United States v. Guzman
It started with what Benczkowski said could be the biggest criminal trial in U.S. history: the effort to bring to justice former Sinaloa cartel leader Joaquin “El Chapo” Guzman.
That trial extended nearly three months and coincided with a federal government shutdown, bringing uncertainty to DOJ lawyers about whether their hotel bills would ever be paid.
In the end, prosecutors from the criminal division at Justice worked with their counterparts in U.S. attorney’s offices in Brooklyn and Miami to secure conviction of Guzman on all 10 of the drug and conspiracy charges.
Authorities recently asked for forfeiture in the amount of $12,666,181,704. Guzman faces mandatory life imprisonment when he is sentenced in New York City on July 17.
Benczkowski said he plans to be in court to support the team.
DOJ’s opioid strike force
Benczkowski expressed concern early in his tenure that DOJ wasn’t targeting the region that was hardest hit by the opioid crisis. So the criminal division put together a strike force that spans 10 areas in Appalachia.
He secured approval and funding to send 14 health care fraud prosecutors into the region, culminating in dozens of indictments of doctors, pharmacists and other medical professionals last April.
That team continues to crunch data from health care providers and insurance programs to help uncover fraud. Benczkowski said he anticipates another round of prosecutions in Appalachia before the end of the year.
“We’re going to keep going at it until we drive down the addiction rate and we drive down the overdose rate in those districts,” he said.
The white-collar cases
Benczkowski said his third priority is bringing more “transparency” to white-collar crime investigations.
So the Justice Department issued new guidelines for prosecutors about recommending independent monitors to oversee errant corporations. Benczkowski also revamped the way that prosecutors assess whether a company is complying with the Justice Department.

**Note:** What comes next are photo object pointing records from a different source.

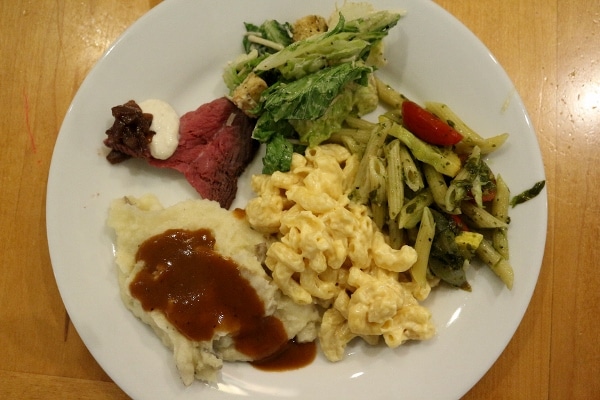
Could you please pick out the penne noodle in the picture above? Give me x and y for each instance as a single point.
(412, 175)
(423, 248)
(480, 217)
(442, 159)
(395, 184)
(412, 212)
(500, 210)
(470, 137)
(438, 187)
(498, 264)
(377, 181)
(361, 189)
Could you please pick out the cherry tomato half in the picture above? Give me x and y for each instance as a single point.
(428, 127)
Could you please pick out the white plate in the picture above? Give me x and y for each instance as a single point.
(176, 53)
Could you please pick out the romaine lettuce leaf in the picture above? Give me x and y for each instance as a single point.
(346, 42)
(309, 97)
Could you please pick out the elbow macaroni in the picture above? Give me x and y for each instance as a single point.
(329, 252)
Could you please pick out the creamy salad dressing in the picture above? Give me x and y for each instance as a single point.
(165, 123)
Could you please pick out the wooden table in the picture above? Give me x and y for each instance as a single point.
(550, 49)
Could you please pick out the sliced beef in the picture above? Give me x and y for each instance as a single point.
(215, 146)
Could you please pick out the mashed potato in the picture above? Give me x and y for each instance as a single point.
(137, 219)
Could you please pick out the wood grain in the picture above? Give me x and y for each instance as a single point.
(551, 51)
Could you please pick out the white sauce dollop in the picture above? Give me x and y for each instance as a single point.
(165, 123)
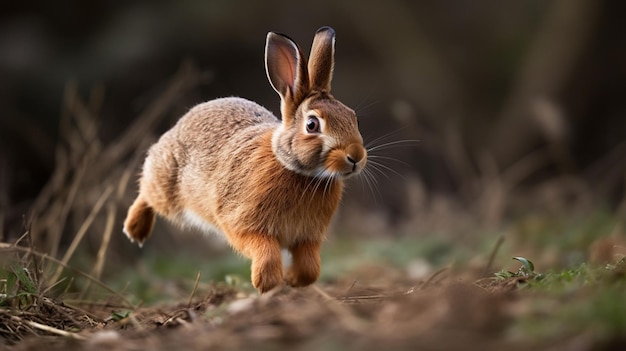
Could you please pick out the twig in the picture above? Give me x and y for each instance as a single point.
(82, 231)
(492, 256)
(195, 287)
(49, 329)
(6, 246)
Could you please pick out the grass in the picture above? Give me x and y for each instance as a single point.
(552, 304)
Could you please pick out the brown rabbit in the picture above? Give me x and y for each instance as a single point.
(229, 165)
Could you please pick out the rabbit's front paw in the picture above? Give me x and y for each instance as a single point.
(306, 265)
(267, 275)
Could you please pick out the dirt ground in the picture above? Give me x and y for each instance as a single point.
(443, 313)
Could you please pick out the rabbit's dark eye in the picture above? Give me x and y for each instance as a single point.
(312, 125)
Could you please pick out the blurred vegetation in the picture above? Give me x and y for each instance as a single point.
(518, 108)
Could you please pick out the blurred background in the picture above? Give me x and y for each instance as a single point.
(517, 108)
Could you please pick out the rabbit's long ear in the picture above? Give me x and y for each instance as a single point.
(321, 60)
(286, 68)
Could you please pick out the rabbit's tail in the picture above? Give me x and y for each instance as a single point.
(139, 221)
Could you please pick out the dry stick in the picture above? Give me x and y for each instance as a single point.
(106, 239)
(492, 257)
(184, 79)
(48, 329)
(66, 207)
(193, 292)
(82, 231)
(350, 321)
(6, 246)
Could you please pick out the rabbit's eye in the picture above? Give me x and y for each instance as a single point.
(313, 125)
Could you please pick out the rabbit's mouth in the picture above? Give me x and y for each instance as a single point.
(346, 162)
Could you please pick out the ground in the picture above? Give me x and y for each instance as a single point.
(447, 310)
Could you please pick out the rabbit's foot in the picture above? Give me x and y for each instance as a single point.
(306, 264)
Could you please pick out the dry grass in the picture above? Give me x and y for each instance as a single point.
(451, 309)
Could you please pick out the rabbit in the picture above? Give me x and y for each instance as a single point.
(230, 166)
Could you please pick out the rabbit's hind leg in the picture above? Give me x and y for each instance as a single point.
(139, 221)
(306, 264)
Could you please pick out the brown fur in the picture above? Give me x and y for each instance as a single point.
(230, 165)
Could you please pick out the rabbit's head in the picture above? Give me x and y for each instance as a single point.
(319, 135)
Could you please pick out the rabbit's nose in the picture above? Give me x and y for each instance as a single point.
(355, 153)
(351, 161)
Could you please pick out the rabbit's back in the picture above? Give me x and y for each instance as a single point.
(189, 159)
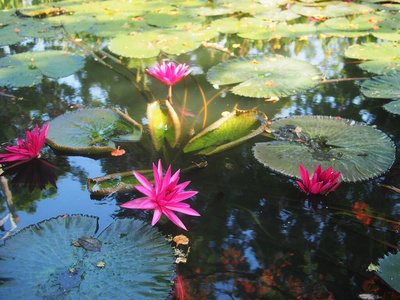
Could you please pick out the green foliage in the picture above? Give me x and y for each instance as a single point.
(40, 261)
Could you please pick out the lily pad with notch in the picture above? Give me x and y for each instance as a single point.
(92, 131)
(229, 131)
(39, 261)
(265, 77)
(358, 151)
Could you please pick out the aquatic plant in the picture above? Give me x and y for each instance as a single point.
(322, 182)
(28, 149)
(165, 197)
(169, 74)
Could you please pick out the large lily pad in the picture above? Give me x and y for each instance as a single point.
(383, 58)
(389, 270)
(265, 77)
(27, 69)
(149, 43)
(382, 87)
(356, 150)
(92, 131)
(131, 260)
(229, 131)
(164, 124)
(116, 183)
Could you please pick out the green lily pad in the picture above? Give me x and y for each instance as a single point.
(27, 69)
(393, 107)
(229, 131)
(40, 262)
(92, 131)
(164, 124)
(389, 270)
(386, 87)
(116, 183)
(358, 151)
(383, 58)
(149, 43)
(265, 77)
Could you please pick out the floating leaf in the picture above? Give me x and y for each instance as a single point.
(40, 262)
(265, 77)
(26, 69)
(149, 43)
(116, 183)
(92, 131)
(389, 270)
(384, 58)
(229, 131)
(393, 107)
(386, 87)
(358, 151)
(163, 123)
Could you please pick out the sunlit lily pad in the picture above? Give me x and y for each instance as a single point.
(150, 43)
(116, 183)
(164, 123)
(393, 107)
(92, 131)
(265, 77)
(383, 58)
(386, 87)
(229, 131)
(358, 151)
(389, 270)
(26, 69)
(41, 261)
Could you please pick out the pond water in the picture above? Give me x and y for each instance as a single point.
(258, 235)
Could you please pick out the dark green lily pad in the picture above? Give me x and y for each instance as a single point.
(39, 261)
(383, 58)
(265, 77)
(149, 43)
(229, 131)
(92, 131)
(386, 87)
(358, 151)
(389, 270)
(116, 183)
(393, 107)
(164, 124)
(27, 69)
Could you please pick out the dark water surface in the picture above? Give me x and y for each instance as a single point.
(258, 235)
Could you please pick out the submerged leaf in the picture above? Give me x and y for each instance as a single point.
(229, 131)
(92, 131)
(40, 262)
(358, 151)
(290, 76)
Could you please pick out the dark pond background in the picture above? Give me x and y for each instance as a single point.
(258, 235)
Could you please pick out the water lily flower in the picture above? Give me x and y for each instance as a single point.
(169, 74)
(164, 197)
(322, 182)
(28, 149)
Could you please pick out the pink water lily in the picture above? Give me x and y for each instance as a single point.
(28, 149)
(169, 74)
(322, 182)
(165, 197)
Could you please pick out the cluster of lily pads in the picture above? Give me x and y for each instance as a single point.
(144, 29)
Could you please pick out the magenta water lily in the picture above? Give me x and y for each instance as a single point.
(322, 182)
(164, 197)
(169, 74)
(28, 149)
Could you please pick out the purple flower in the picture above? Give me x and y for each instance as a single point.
(29, 149)
(322, 182)
(165, 197)
(169, 74)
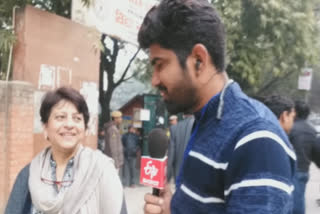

Now, DOJ publishes online the times it declines to bring charges against companies that have behaved appropriately and deserved credit for that.
That sends a message, he said, and it makes his own prosecutors work “a little bit harder.” Lawyers defending companies can point to those decisions and fashion arguments for their own leniency.
“Certainly it’s going to give outside lawyers a little bit more ammunition to advocate with,” he said, arguing that transparency will make government decisions more just.
Benczkowski’s comment may prove controversial with consumer protection and shareholder advocates, as well as critics who argue the Justice Department has abandoned its responsibility to police corporate misconduct.
But the Justice Department said it has charged 211 people with fraud so far this year, about half of whom have pleaded guilty, an increase from last year in the same period. Benczkowski also said financial recoveries from corporate resolutions this year will be “well north” of $2 billion, about double the amount in 2018.
Benczkowski said he expects to pick a new chief of the DOJ fraud section, which prosecutes such offenses, by the end of the month.
Robert Zink has been filling the job in an acting role since January and may be in line to get the job on a permanent basis, two sources told NPR.
The ransomware menace
Prosecutors are also in the middle of responding to a wave of ransomware attacks that have victimized small and midsize cities in Florida, Georgia, Maryland and elsewhere.
Benczkowski said criminal groups are becoming sophisticated in how they identify their targets: municipalities big enough to afford to pay ransom, but not so sophisticated they’re prepared for these kinds of threats.
Benczkowski said he has a message for those cities:
“Invest in the basic cybersecurity protections for your systems that you need, have redundant offline systems that you can turn to in the event that you’re attacked, come to law enforcement early in the process … so that we can help you get better prepared.”